Thanks to the Knight Riders, I am once again in touch with my past in a way I never thought would be possible.

Leaving aside the zinger about KKR deciding their batting order using a random permutation algorithm, not only is the algorithm to obtain a secure permutation of the team’s batting order remarkable in its simplicity, the childlike political compromises that made such a permutation algorithm necessary in the first place are truly endearing. Those kids would bring a tear to Bruce Schneier’s eye.

March 24, 2009

Product review: Enso from Humanized

Executive summary: Any sufficiently advanced GUI is indistinguishable from a CLI.

People older than a certain age will recall the time when the only way to tell a computer what you wanted it to do was to type in stuff through a command line interface (CLI). So if you wanted a word count on a file, you typed wc filename and got the answers with no fluff. Then these kids came along with their graphical user interfaces (GUI) and persisted in believing that (among other things) opening the same file in a large and slow word processor and clicking on Tools | Word count was somehow more user-friendly than remembering commands like wc.

And where are we headed now? Watch this video about Enso (which is Japanese for circle) from Humanized, and you might almost believe that the future of a GUI is a CLI, perhaps a semantically aware CLI, but definitely some creature where you type commands (or start typing them anyway) instead of one where you point and click.

What’s Japanese for “full circle”?

That said, I downloaded and have used Enso for a few hours now, and it’s certainly got its uses. My first impressions are by and large positive.

On the plus side:

  1. the caps lock-based interface is usable and not intrusive — I had feared that using the caps lock key would interfere with normal operation, but it’s not bad.
  2. The calculator function is rather helpful, though currently limited to the four basic arithmetic operations with constant operands. It is reminiscent in functionality of the sagetex plugin for TeX and LaTeX, whose best use I have found is to write HOWTO documents for mathematics without typing the formula once and copy-pasting the results again. It’s probably helpful to think of Enso’s math abilities as a stripped down fast-response sagetex.
  3. The spellchecker and the case-toggler are nice, but your use for them will be much less if you type a lot in Firefox (blog posts, comments, etc) and already have a spellchecker add-on and the LeetKey add-on installed. Enso will probably be more useful if you do a lot of typing outside a word processor or a browser.

On the minus side (for me at least):

  1. I had a rude shock when (out of force of habit) I tried to exit Enso by holding caps lock and typing “quit”. Instead of quitting, Enso closed the application that was in the foreground! BE CAUTIOUS! Save all your work when you’re trying this thing out!

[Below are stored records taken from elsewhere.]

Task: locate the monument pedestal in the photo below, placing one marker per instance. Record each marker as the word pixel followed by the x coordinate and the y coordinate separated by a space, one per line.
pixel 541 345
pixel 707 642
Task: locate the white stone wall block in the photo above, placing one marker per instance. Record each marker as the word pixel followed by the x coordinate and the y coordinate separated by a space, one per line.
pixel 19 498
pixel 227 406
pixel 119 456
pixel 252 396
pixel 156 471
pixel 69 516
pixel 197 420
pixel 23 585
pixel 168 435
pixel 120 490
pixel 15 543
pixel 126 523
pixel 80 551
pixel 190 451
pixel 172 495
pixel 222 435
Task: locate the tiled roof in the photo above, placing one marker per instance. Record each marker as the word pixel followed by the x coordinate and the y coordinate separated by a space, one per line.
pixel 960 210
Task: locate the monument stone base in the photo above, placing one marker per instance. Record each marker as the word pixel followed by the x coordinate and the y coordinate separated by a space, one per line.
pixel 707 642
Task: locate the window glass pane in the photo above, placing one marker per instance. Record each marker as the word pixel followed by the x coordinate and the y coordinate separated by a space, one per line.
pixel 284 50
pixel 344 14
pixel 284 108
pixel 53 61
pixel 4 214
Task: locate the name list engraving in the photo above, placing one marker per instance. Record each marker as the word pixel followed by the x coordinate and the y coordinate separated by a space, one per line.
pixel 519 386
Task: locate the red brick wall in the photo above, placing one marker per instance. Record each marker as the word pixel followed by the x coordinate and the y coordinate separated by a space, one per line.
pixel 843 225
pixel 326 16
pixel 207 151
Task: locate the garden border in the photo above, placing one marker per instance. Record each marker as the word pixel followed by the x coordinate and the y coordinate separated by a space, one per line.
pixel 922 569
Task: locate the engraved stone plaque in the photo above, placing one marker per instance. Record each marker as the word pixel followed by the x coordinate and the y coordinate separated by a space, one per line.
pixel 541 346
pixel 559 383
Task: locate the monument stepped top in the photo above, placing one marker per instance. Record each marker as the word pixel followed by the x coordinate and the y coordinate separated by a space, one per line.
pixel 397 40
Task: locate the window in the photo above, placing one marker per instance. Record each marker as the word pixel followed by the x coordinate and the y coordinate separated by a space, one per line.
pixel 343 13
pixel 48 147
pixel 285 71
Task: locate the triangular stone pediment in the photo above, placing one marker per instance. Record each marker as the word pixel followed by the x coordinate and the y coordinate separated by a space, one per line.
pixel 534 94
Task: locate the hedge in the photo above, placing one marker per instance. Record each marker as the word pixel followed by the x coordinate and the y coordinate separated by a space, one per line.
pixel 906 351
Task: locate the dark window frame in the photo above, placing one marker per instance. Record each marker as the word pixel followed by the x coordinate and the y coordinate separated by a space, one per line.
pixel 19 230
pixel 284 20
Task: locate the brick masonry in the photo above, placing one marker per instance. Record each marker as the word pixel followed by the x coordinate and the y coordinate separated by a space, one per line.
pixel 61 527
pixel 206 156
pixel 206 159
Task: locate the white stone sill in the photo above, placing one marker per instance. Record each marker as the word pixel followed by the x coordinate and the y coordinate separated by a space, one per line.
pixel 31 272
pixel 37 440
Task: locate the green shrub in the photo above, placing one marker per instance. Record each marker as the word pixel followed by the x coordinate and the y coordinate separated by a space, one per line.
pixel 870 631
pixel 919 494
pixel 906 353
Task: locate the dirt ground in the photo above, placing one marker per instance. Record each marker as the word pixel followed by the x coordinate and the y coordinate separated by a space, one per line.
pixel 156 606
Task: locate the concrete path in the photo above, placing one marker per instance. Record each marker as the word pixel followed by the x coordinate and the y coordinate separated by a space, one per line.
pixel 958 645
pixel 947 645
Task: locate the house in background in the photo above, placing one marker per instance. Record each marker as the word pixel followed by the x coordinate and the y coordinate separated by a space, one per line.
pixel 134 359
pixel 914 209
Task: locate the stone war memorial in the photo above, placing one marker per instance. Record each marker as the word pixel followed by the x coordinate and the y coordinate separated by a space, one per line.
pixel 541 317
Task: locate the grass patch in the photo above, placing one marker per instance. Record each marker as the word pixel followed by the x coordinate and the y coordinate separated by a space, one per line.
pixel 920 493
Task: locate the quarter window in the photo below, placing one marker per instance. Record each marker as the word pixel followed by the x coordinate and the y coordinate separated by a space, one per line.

This is not expected behavior for a habitual CLI-user, where if you type “quit” or “exit” you will only leave the command shell and be returned to the GUI. Perhaps “close” might be a better word than “quit” for closing other applications?
  2. The commands available for the calculator cannot currently read arbitrary scientific expressions, even ones that can be done with the plain old Windows calculator in scientific mode, or those that be done by asking Google Calculator. Hopefully this will change in future.
  3. It would be helpful if the user could switch between “replace the selected text with the result” and “append the result to the selected text” modes, particularly when writing math formulas in a document followed by their evaluations: the reader needs to see both the expression and the evaluated result.

Overall, the product looks promising, and I expect to find it more useful with a few more features and a little more extensibility.